Una situazione che non hanno potuto vivere, straordinari campioni cubani del passato, da Javier Sotomayor nel salto in alto, oppure l’olimpionico di Sydney 2000 e quattro volte campione mondiale nel salto in lungo Ivan Pedroso. Oppure Alberto Juantorena, vincitore di due medaglie ai Giochi di Montreal 1976, che sul podio olimpico canadese scoppiava a piangere non per il successo a cinque cerchi ma per l’imminente anniversario dell’assalto alla Moncada di Santiago di Cuba, ricordando il sangue versato da Fidel Castro e i suoi, il 26 luglio 1953. Il primo passo verso la Revoluciòn Cubana.

Ora la situazione è diversa, Stati uniti e Cuba procedono verso la normalizzazione dei rapporti politici ed economici, con inevitabili effetti positivi anche nelle relazioni sportive. Senza dimenticare che lo sport è intervenuto, come spesso in altri momenti storici, a raffreddare i bollenti spiriti tra le due parti. Nell’aprile 2015 la Nba preparava il terreno per il riavvicinamento con Cuba dopo 50 anni di lotte ed embargo a Barack Obama e alla delegazione statunitense piazzando su un aereo diretto a L’Avana Steve Nash e Dikembe Mutombo, due stelle assolute della palla arancione.

Tre giorni di camp, il mito della Nba per i giovani cubani, l’impegno a portare altre stelle, a rimettere a posto i playground cubani, a formare i più giovani alla pallacanestro. Un assist alla ricomposizione dei rapporti tra i due Paesi. Tre mesi dopo il presidente degli Usa e Raul Castro concordavano l’apertura delle reciproche ambasciate a Washington e nella capitale cubana e sono salpati voli tra le due capitali. Tra qualche giorno lo stesso Obama sarà a L’Avana, per la prima visita ufficiale di un presidente americano da 88 anni a questa parte. E per l’occasione siederà in tribuna per l’amichevole tra i Tampa Bay Blue Rays, franchigia della Major League Baseball e la Nazionale cubana. Un’altra palla, anzi una pallina, per abbattere del tutto quel muro. Ma il segnale di apertura nel calcio e l’esibizione di baseball davanti agli occhi di Obama e Castro non risolve problemi strutturali tra i due Paesi anche nello sport, storture di un passaggio epocale.
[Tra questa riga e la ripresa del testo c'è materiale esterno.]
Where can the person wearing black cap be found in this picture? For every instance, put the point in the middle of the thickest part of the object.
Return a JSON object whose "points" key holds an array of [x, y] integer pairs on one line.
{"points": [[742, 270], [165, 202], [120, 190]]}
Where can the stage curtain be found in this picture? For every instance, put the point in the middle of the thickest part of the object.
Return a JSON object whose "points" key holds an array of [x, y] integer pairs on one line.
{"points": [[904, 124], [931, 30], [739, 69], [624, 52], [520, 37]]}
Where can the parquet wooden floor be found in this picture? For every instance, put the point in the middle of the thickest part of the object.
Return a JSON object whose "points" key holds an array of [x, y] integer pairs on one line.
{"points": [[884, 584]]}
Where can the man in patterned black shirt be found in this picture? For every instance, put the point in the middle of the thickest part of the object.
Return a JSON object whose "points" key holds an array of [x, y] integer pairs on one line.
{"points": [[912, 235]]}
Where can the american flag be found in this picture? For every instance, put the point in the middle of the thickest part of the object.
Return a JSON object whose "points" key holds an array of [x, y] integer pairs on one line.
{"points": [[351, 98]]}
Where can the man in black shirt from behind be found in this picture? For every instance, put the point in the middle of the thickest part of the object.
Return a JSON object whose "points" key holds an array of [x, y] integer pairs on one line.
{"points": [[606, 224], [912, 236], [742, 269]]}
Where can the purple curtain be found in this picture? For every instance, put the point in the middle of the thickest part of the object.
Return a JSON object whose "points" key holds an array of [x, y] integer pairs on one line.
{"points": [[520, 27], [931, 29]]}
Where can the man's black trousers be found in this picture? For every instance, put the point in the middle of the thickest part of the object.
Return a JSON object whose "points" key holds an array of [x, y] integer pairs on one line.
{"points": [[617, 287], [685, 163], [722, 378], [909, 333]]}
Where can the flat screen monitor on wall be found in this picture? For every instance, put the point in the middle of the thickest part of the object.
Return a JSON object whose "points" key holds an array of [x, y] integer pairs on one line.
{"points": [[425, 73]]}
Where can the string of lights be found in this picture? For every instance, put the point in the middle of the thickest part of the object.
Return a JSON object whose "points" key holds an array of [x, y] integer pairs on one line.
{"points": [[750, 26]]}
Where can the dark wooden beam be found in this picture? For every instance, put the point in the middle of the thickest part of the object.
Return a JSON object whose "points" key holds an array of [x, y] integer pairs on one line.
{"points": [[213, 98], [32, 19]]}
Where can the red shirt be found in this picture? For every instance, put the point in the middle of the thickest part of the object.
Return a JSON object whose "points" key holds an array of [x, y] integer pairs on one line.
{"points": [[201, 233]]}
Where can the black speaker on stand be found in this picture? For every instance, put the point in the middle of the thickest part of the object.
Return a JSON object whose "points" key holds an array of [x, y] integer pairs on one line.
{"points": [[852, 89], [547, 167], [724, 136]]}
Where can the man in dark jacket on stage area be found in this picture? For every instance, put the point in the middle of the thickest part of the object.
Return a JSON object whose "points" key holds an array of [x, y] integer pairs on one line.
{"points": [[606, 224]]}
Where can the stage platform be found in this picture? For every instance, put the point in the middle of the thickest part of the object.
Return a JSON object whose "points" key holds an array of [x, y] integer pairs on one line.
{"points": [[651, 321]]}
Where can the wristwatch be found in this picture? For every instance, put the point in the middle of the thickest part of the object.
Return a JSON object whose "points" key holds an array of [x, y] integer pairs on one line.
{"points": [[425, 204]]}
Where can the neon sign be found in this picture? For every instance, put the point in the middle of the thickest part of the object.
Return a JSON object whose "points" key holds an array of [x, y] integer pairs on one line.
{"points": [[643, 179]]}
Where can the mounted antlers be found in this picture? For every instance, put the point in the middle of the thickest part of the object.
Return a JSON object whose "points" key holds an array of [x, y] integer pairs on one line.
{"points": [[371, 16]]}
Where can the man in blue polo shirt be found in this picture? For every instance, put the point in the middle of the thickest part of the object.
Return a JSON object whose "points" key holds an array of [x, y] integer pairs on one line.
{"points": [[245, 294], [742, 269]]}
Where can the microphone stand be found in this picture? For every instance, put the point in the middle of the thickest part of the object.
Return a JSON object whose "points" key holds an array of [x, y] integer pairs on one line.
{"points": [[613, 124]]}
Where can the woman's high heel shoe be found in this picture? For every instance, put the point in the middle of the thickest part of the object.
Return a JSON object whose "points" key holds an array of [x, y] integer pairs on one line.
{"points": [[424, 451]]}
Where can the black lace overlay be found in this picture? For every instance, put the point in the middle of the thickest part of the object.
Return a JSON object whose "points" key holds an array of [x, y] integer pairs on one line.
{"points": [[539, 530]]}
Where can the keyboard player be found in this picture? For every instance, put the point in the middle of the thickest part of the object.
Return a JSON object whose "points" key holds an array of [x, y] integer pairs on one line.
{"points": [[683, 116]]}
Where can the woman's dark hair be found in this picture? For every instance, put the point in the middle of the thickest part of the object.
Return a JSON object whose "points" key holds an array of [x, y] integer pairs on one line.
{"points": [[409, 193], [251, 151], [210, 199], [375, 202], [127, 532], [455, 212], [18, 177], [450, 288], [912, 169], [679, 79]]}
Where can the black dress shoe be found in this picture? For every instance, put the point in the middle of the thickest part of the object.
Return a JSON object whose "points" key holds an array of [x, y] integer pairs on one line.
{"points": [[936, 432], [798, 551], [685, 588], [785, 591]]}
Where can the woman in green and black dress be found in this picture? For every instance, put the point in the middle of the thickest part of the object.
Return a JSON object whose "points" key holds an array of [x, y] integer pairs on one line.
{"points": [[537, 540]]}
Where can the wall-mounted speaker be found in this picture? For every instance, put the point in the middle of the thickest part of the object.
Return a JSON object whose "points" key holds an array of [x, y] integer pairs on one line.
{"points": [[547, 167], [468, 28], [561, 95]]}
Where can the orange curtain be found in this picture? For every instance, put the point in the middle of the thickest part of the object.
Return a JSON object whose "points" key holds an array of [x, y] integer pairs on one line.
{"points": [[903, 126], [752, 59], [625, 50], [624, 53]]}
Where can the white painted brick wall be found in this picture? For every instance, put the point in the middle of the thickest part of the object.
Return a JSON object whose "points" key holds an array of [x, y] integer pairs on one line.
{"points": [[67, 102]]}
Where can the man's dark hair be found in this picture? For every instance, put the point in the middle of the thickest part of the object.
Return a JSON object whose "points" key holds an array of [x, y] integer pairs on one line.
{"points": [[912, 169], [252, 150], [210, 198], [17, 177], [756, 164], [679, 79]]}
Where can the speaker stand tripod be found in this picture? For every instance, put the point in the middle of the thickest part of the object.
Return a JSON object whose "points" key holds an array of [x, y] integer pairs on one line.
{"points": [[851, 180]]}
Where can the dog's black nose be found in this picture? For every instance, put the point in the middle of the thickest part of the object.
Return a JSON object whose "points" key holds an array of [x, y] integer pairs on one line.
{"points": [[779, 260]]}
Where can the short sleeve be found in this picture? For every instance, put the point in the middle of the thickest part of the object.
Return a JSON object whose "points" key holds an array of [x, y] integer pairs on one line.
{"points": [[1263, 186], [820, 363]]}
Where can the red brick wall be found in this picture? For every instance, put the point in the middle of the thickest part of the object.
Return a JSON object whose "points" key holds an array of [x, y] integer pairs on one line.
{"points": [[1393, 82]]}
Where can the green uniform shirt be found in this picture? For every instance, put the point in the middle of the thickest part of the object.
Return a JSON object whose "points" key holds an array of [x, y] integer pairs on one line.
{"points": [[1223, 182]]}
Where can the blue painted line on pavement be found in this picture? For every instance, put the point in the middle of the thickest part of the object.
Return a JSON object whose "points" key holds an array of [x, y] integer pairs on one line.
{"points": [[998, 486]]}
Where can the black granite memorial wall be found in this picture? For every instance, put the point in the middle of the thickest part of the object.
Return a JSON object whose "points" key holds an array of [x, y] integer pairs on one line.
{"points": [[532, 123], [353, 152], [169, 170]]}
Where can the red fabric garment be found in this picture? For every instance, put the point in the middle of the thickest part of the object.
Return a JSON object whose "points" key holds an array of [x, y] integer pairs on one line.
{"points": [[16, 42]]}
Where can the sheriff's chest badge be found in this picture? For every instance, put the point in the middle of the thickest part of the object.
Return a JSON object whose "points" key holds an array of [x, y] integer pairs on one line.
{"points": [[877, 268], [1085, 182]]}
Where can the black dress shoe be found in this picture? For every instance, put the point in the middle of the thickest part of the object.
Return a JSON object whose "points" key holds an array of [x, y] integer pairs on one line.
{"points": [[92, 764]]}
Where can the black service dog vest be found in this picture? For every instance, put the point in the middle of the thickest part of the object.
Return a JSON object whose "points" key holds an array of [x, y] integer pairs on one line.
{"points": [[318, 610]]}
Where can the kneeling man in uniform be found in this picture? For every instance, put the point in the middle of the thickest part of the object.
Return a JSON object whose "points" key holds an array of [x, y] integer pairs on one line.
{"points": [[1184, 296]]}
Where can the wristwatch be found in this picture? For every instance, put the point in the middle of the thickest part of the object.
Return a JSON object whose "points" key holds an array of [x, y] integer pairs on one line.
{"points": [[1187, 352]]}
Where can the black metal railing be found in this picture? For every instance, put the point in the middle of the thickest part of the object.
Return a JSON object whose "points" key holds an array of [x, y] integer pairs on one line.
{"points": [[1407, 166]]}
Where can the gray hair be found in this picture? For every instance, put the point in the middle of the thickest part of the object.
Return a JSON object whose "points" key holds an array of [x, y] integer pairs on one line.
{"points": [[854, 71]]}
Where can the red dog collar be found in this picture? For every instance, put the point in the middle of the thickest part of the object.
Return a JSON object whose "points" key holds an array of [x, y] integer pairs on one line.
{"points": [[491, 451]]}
Per esempio, la Major League Baseball e il governo cubano cercano una soluzione per la normalizzazione dei trasferimenti degli atleti dell’Isola negli Stati uniti. Che sono tanti, perché nella Mlb giocano attualmente 27 cubani, tra cui superstar come Yeonis Cespedes (New York Mets), con un guadagno complessivo da 100 milioni di dollari l’anno, mentre lo stipendio di un giocatore cubano in patria si aggira sui 200 dollari (20 dollari lo stipendio medio a Cuba). Forse andrà in porto l’ultima idea, un permesso di soggiorno per la durata del campionato di baseball per i giocatori caraibici, che per disposizioni governative devono far ritorno a Cuba al termine del torneo, per poi giocare nel campionato nazionale. L’obiettivo è colpire le organizzazioni criminali che gestiscono la maggior parte degli espatri degli atleti, alcuni addirittura sequestrati in passato come Yasiel Puig, oggi ai Los Angeles Dodgers, finito nelle mani di un cartello criminale, poi rilasciato dopo pagamento di un riscatto.